MINNEAPOLIS -- Shabazz Muhammad hates needles.

So before Timberwolves director of athletic therapy Mark Kyger started pressing some into the left side of his calf, Muhammad stopped him.

"You're certified to do this, right?" the mild-mannered, ultra-aggressive forward asked Kyger. "I don't want you hurting me."

Kyger is, of course, a well-trained physical therapist. And the work he's carried out to alleviate pain in Muhammad's left ankle has kept the second-year pro -- and his team -- afloat lately.

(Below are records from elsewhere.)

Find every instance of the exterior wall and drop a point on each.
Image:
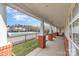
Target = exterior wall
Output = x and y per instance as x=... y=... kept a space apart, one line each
x=72 y=46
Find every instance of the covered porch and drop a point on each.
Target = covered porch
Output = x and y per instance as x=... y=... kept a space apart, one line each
x=54 y=14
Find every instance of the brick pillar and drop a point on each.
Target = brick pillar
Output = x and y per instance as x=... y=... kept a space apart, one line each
x=6 y=50
x=50 y=37
x=41 y=41
x=66 y=46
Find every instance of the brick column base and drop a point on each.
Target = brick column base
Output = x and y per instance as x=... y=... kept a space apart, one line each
x=66 y=46
x=54 y=35
x=41 y=41
x=6 y=50
x=50 y=37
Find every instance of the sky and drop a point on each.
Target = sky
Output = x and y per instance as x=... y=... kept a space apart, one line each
x=16 y=17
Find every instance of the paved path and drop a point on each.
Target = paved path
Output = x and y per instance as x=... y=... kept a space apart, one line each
x=54 y=48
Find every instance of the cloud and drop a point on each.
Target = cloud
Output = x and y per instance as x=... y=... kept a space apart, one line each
x=20 y=17
x=11 y=10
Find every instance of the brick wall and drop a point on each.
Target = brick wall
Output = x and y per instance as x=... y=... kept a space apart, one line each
x=6 y=50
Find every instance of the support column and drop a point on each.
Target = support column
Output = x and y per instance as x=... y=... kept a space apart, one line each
x=5 y=48
x=66 y=46
x=41 y=37
x=50 y=36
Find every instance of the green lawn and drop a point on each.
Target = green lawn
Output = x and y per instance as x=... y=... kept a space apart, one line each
x=25 y=47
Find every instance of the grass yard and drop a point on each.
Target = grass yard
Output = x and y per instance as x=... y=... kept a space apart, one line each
x=25 y=47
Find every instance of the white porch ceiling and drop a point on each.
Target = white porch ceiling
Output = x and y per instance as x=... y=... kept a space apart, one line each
x=54 y=13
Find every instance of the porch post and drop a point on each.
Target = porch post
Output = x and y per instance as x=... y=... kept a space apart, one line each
x=50 y=36
x=5 y=48
x=41 y=37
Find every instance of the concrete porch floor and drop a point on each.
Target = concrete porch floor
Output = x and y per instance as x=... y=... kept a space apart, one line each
x=53 y=48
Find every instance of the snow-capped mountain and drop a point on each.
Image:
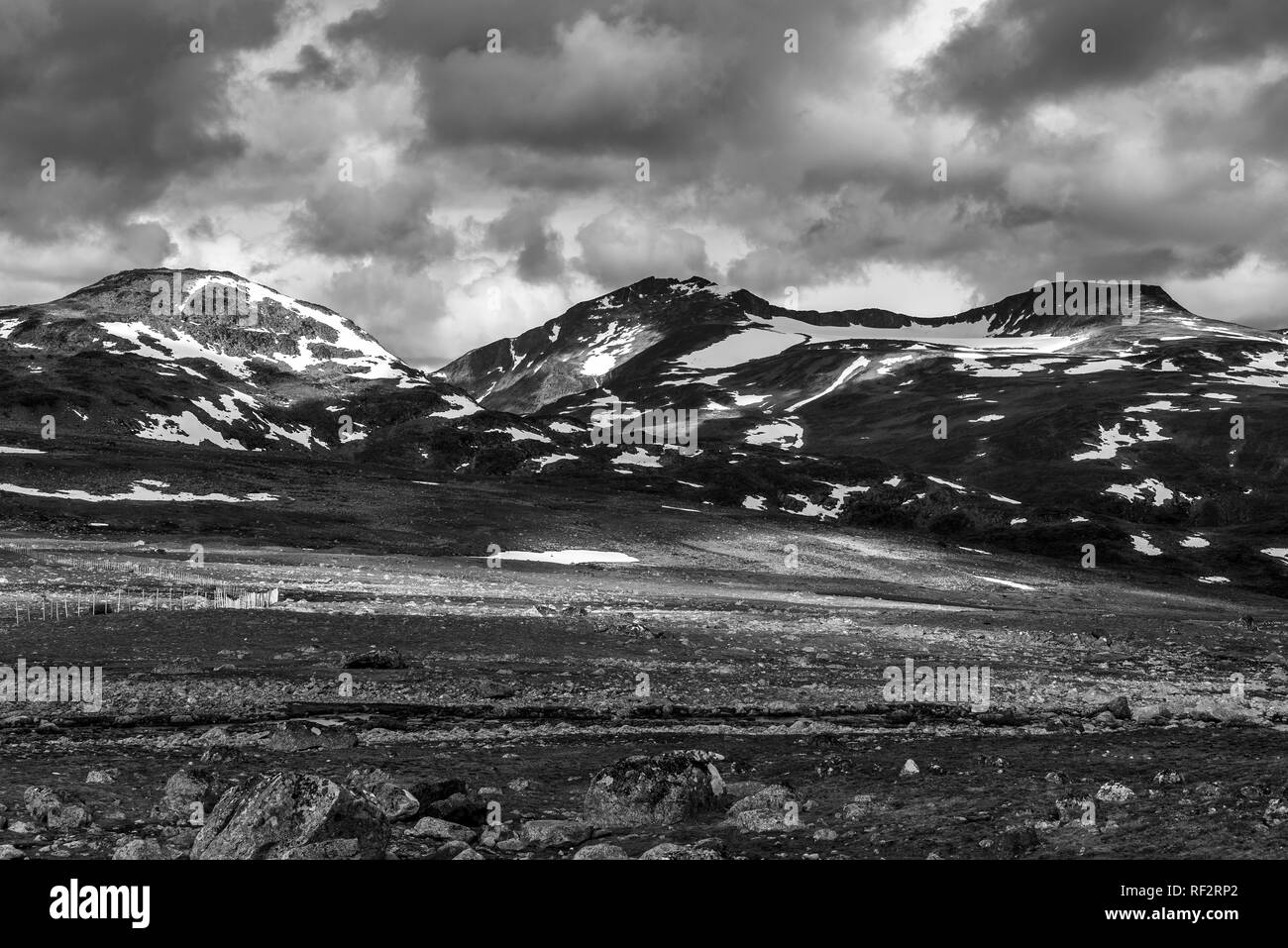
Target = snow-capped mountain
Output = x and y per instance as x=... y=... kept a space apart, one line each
x=1146 y=429
x=1150 y=434
x=278 y=373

Nursing a sore ankle since late last month, Muhammad is averaging 16.4 points on 52.4 percent shooting and five rebounds in his past seven games. The pain is severe enough that, in a normal situation, he would have sat out the Wolves' games against Houston, San Antonio, Golden State and/or Portland in the past week.

But these are not ordinary times at the Target Center. With five players out due to injury, Minnesota can't afford to lose any more personnel.

So in the needles go. And on goes Muhammad.

"It hurts a lot," he said Friday morning at the team's shootaround. "It's got me screaming sometimes -- well, not screaming, but like, 'ah.'"

Acupuncture stimulates specific points in the skin as a means of relieving pain. Muhammad, 22, had never had it performed on him before, but says within 24 hours of treatment, his ankle feels somewhat right again.

It tends to wear off or tighten up in the middle of games, he said. In Wednesday's win against Portland, he scored all 11 of his points in the first half.

But he wasn't fully himself, missing a handful of dunks and faltering down the stretch. "I couldn't get that extra . . . lift. I was disappointed. I can't wait till this ankle gets right. It's just sore, though."

An MRI taken Monday afternoon came back negative. Trainers have told Muhammad he can't injure himself any worse by playing.

And when he's at full capacity, he's one of the league's most improved players.

After barely getting off the bench last year under Rick Adelman -- Muhammad averaged 7.8 minutes, 3.9 points and 1.4 rebounds in 37 appearances -- Muhammad has been the top performer among crop of youthful talent, coach and president of basketball operations Flip Saunders said. With a motor that never stops and a slimmed-down body that can run longer and jump higher, Muhammad averages 11 points, 3.4 boards and 17.8 minutes per game in his second NBA campaign.

"He's been our most efficient young player," Saunders said.

And Kyger's work has helped. Muhammad's gone through it four times so far, with hopes more than a one-day break between games will give the ankle time to actually heal. The Wolves host the Lakers this Sunday and travel to Washington, D.C. on Tuesday, so rest will continue to come at a premium.

"Hopefully, we can string up a couple days where we can get off, but right now, I'm just trying to show that I can play despite injury," Muhammad said. "That takes a great mindset to do."